A morte precisa de medir a vida para saber que gosto vai deixar na boca dos outros. Mas os poetas às vezes antecipam-se, e vão deixando hipóteses. Como esta: «O morto, por pouco, é pesado e eterno./ Amanhã// a vida continua com buzinas, provérbios,/ sorveteiros nas esquinas,/ esplêndidas pernas de mulheres/ e esse ar alheio// de que a morte/ não apenas se dilui aos poucos,/ mas é uma coisa que só acontece aos outros».
Foi o escritor brasileiro Affonso Romano de Sant’Anna quem escreveu estes versos, e que, na passada terça-feira, se reuniu com a morte, aos 87 anos, que talvez possa fazer algum proveito do enorme conhecimento da literatura que, em parte, assim se perdeu. A outra parte ele deixou nos seus tantos ensaios, nas crónicas que se detinham também sobre questões mais gerais da cultura e da política brasileiras, tendo colaborado em publicações como o Jornal do Brasil, Estado de Minas, Correio Braziliense e O Globo.
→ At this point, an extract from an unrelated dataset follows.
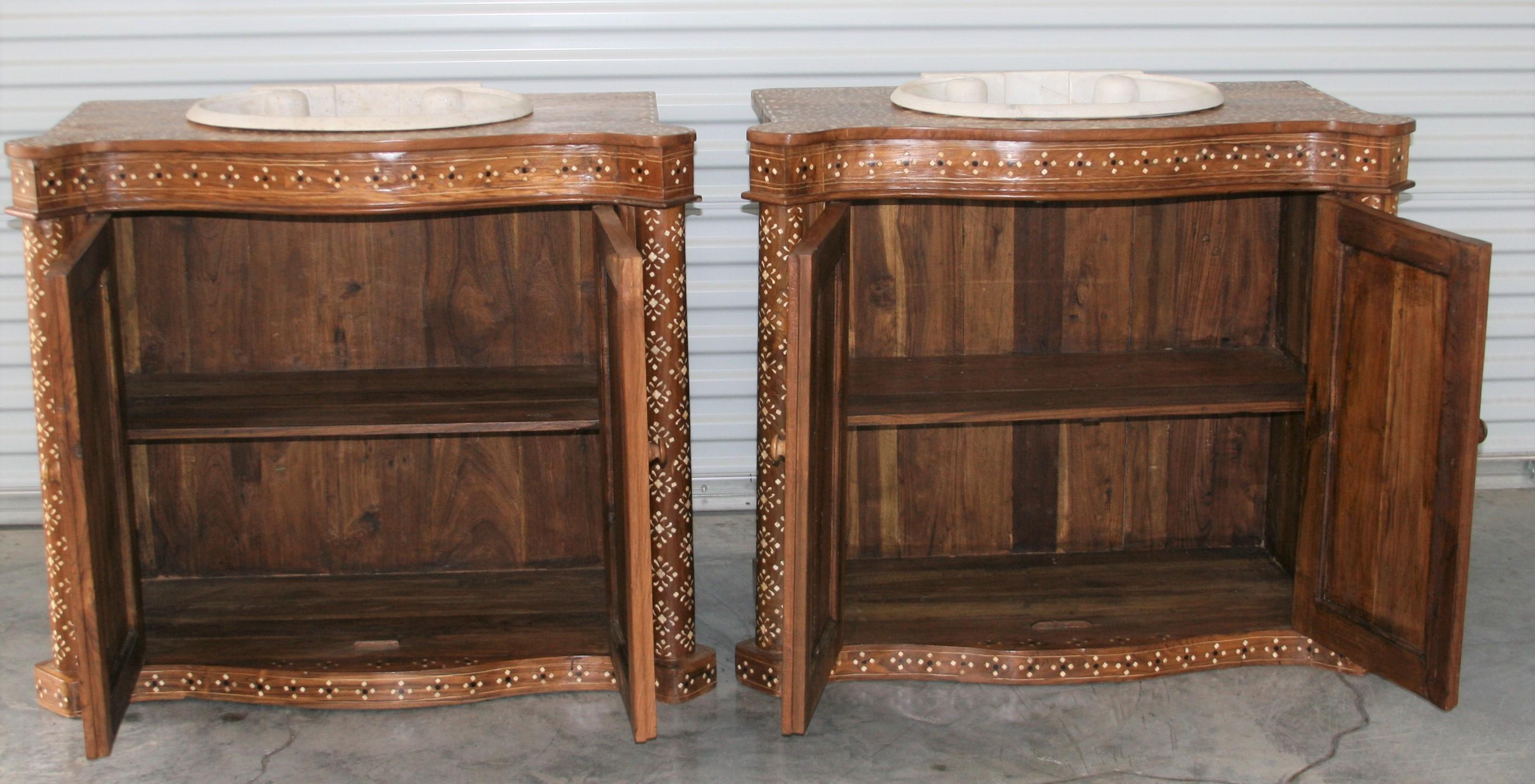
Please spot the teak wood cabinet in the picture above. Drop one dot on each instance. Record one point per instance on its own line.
(363, 419)
(1096, 401)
Publicou mais de 60 obras, e empenhou-se enquanto gestor cultural, dirigindo a Fundação Biblioteca Nacional entre 1990 e 1996 e implementando projetos de modernização do acervo e incentivo à leitura. «Como estudioso, pesquisou as matrizes clássicas de dois procedimentos que se refletiram em muito da nossa produção – a paráfrase e a paródia», assinalou o escritor Chico Viana. «Esta última categoria, trabalhada em alguns dos seus textos e brilhantemente explorada nas aulas, levou-nos a compreender melhor a obra de um Oswald de Andrade, um Drummond ou um Mário Quintana (para citar alguns exemplos)».
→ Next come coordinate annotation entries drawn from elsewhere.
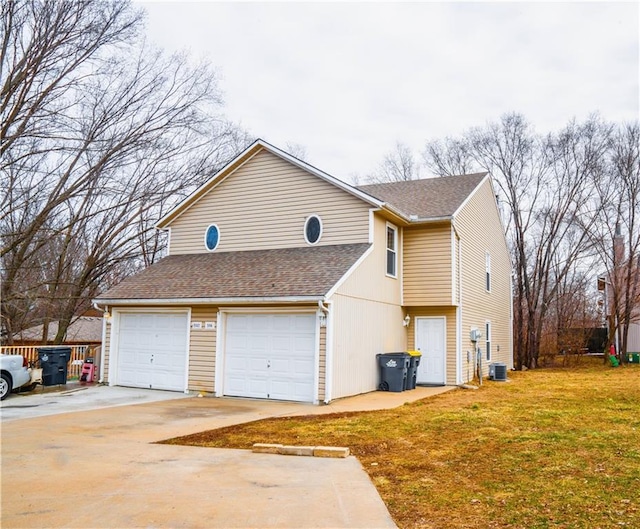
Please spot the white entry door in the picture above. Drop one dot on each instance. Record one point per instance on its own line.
(152, 350)
(430, 341)
(270, 356)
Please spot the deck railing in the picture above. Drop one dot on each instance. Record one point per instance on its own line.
(30, 352)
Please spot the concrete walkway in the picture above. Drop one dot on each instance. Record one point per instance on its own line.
(100, 468)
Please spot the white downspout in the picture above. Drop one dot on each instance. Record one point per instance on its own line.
(328, 375)
(103, 339)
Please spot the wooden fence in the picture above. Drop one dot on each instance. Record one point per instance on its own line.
(74, 368)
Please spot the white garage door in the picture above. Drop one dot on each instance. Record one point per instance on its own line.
(152, 350)
(270, 356)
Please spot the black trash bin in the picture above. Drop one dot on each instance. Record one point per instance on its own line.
(54, 362)
(412, 371)
(393, 371)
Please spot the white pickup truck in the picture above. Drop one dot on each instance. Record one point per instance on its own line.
(14, 373)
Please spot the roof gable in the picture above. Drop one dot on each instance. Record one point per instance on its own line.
(429, 198)
(244, 157)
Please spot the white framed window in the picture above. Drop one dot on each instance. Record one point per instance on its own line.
(487, 333)
(212, 237)
(312, 229)
(487, 267)
(392, 251)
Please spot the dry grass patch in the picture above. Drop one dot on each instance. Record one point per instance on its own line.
(553, 447)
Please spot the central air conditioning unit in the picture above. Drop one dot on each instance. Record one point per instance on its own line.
(498, 372)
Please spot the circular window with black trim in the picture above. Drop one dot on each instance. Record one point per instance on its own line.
(212, 237)
(312, 229)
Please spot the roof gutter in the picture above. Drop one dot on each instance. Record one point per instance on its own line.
(211, 301)
(431, 220)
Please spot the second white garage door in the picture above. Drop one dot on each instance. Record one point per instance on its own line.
(152, 350)
(270, 356)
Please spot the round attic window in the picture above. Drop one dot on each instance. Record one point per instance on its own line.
(212, 237)
(313, 229)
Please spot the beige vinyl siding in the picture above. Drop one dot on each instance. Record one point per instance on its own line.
(451, 338)
(370, 280)
(264, 205)
(368, 318)
(362, 329)
(480, 231)
(428, 272)
(202, 350)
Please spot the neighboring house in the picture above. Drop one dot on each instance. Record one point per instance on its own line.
(283, 282)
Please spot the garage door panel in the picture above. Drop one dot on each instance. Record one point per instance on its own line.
(152, 350)
(280, 356)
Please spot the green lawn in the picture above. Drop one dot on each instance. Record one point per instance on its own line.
(556, 447)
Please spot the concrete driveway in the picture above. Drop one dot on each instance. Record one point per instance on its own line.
(100, 468)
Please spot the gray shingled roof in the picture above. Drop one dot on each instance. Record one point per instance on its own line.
(428, 198)
(291, 272)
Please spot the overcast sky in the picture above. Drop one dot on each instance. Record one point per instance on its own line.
(347, 80)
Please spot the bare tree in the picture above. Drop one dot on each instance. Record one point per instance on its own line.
(544, 183)
(397, 166)
(100, 134)
(615, 231)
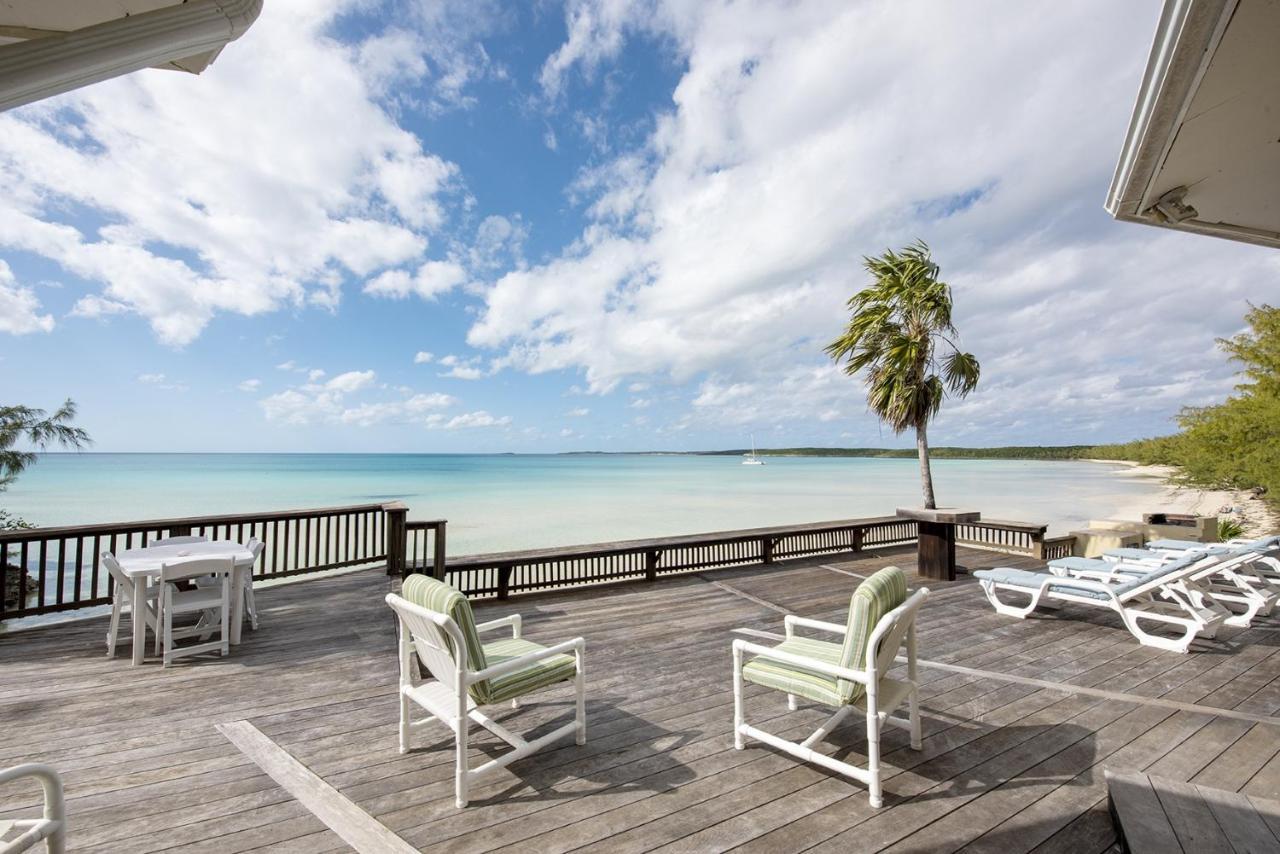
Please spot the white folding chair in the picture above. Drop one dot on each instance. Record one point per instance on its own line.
(215, 599)
(178, 540)
(435, 621)
(850, 676)
(256, 547)
(51, 827)
(122, 603)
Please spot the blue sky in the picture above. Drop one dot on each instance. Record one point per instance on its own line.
(597, 225)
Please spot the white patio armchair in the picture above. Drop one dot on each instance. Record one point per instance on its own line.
(435, 622)
(213, 599)
(851, 676)
(122, 603)
(50, 827)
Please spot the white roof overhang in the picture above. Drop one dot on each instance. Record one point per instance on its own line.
(1203, 146)
(51, 46)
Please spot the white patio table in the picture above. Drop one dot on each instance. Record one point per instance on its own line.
(142, 565)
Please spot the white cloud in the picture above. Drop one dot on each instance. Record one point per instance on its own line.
(467, 420)
(722, 250)
(19, 307)
(95, 306)
(432, 279)
(240, 191)
(462, 368)
(328, 403)
(350, 382)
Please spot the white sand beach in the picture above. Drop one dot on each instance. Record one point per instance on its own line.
(1252, 512)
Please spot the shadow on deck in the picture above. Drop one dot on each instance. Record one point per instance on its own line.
(1020, 718)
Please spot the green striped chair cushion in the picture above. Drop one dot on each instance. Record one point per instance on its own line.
(798, 680)
(873, 598)
(540, 674)
(439, 597)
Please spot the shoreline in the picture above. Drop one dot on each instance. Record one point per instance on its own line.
(1258, 519)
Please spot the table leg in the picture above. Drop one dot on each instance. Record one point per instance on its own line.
(138, 619)
(238, 602)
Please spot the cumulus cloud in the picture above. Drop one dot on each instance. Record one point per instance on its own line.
(721, 251)
(429, 281)
(19, 306)
(467, 420)
(240, 191)
(329, 403)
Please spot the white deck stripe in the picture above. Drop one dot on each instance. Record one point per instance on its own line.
(353, 825)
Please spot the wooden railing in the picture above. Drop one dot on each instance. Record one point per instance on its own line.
(648, 560)
(58, 569)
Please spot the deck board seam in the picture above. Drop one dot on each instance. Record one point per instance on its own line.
(342, 816)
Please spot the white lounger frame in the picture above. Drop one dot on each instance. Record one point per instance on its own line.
(433, 635)
(51, 827)
(883, 694)
(1134, 606)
Era casado desde a década de 1970 com a escritora Marina Colasanti, que morreu em janeiro, aos 87 anos, por complicações relacionadas com a doença de Parkinson. Já ele sofria de Alzheimer desde 2017. O jornalista Fábio Lau contou numa publicação nas redes sociais como, há uns anos, esteve no seu apartamento e o encontrou seriamente deprimido. «Estava proibido de pisar no terraço da própria cobertura. Perdera parte, a metade, do seu patrimônio. Acesso vetado por um jovem criminoso do Pavão que mandou um aviso, no grito: ‘Vovô, essa laje agora é nossa. Não queremos ninguém aí. Se aparecer vai ter bala!’ A poesia do escritor e colunista não combinava com enfrentamento e resistência. Affonso Romano de Sant’Anna tornara-se refém, mental e fisicamente, na sua própria casa».